Surface Plasmon Resonance, Formation Mechanism, and Surface Enhanced Raman Spectroscopy of Ag+-Stained Gold Nanoparticles.

A series of recent works have demonstrated the spontaneous Ag+ adsorption onto gold surfaces. However, a mechanistic understanding of the Ag+ interactions with gold has been controversial. Reported herein is a systematic study of the Ag+ binding to AuNPs using several in-situ and ex-situ measurement techniques. The time-resolved UV-vis measurements of the AuNP surface plasmonic resonance revealed that the silver adsorption proceeds through two parallel pseudo-first order processes with a time constant of 16(±2) and 1,000(±35) s, respectively. About 95% of the Ag+ adsorption proceeds through the fast adsorption process. The in-situ zeta potential data indicated that this fast Ag+ adsorption is driven primarily by the long-range electrostatic forces that lead to AuNP charge neutralization, while the time-dependent pH data shows that the slow Ag+ binding process involves proton-releasing reactions that must be driven by near-range interactions. These experimental data, together with the ex-situ XPS measurement indicates that adsorbed silver remains cationic, but not as a charged-neutral silver atom proposed by the anti-galvanic reaction mechanism. The surface-enhanced Raman activities of the Ag+-stained AuNPs are slightly higher than that for AuNPs, but significantly lower than that for the silver nanoparticles (AgNPs). The SERS feature of the ligands on the Ag+-stained AuNPs can differ from that on both AuNPs and AgNPs. Besides the new insights to formation mechanism, properties, and applications of the Ag+-stained AuNPs, the experimental methodology presented in this work can also be important for studying nanoparticle interfacial interactions.

Optical Properties and Kinetics: New Insights to the Porphyrin Assembly and Disassembly by Polarized Resonance Synchronous Spectroscopy.

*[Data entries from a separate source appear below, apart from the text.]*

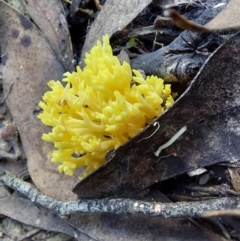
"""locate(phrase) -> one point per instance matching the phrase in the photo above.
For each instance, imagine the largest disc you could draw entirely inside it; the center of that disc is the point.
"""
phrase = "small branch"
(119, 206)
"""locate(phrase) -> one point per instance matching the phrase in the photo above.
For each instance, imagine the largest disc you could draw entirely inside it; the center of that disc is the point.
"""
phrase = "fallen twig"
(119, 206)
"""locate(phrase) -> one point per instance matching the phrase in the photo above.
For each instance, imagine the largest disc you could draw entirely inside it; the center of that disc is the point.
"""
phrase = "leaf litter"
(212, 126)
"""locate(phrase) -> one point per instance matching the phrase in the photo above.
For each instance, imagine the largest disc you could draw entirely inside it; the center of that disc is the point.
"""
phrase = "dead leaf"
(210, 110)
(227, 19)
(28, 63)
(115, 15)
(50, 18)
(26, 212)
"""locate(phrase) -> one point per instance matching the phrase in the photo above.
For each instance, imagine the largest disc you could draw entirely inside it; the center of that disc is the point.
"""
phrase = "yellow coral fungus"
(99, 108)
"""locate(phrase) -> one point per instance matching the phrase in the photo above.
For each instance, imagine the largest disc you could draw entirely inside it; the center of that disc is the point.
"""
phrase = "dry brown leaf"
(210, 110)
(50, 18)
(28, 62)
(228, 19)
(114, 16)
(24, 211)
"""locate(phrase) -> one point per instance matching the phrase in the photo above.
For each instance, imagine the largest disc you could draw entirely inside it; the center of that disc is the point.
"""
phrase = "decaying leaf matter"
(210, 108)
(28, 62)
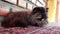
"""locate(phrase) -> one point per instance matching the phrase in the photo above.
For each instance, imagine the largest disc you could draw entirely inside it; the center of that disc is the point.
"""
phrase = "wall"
(52, 10)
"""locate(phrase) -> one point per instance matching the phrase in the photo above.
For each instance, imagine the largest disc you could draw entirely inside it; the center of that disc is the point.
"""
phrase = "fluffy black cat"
(38, 17)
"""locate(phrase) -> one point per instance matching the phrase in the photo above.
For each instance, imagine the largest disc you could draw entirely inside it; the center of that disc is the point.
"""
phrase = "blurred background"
(8, 6)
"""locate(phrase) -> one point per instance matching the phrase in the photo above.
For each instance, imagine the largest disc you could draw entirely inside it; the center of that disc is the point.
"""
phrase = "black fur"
(23, 19)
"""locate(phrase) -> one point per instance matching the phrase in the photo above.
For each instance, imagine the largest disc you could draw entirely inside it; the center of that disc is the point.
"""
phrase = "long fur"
(23, 19)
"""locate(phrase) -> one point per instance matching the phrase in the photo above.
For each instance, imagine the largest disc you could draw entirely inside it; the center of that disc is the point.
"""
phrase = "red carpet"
(30, 30)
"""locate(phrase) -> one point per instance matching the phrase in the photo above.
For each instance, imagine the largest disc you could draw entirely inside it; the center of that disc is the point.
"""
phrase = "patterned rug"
(30, 30)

With their unique photochemical properties, porphyrins have remained for decades the most interested chemicals as photonic materials for applications ranging from chemistry, biology, medicine, to photovoltaic. Porphyrins can self-assemble into higher order structures. However, information has been scant on the kinetics and structural evolution during porphyrin assembly and disassembly. Furthermore, quantitative understanding of the porphyrin optical activities is complicated by the complex interplay of photon absorption, scattering, and fluorescence emission that can concurrently occur in porphyrin samples. Using meso-tetrakis(4-sulfonatophenyl)porphyrin as the model molecule, reported herein is a combined UV-vis extinction, polarized Stokes-shifted fluorescence, and polarized resonance synchronous spectroscopic (PRS2) study of porphyrin assembly and disassembly in acidic solutions. Although porphyrin assembly and disassembly occur instantaneously upon the sample preparation, both processes last at least a few months before reaching their approximate equilibrium states. The two processes were monitored in situ by quantifying the porphyrin fluorescence and scattering depolarizations as well as its extinction, absorption, scattering, and fluorescence emission cross sections. In addition to a series of new insights to the porphyrin assembly and disassembly, the methodology described in this work opens the door for the in situ study of the structural and optical properties of photonic materials comprising molecular assembly.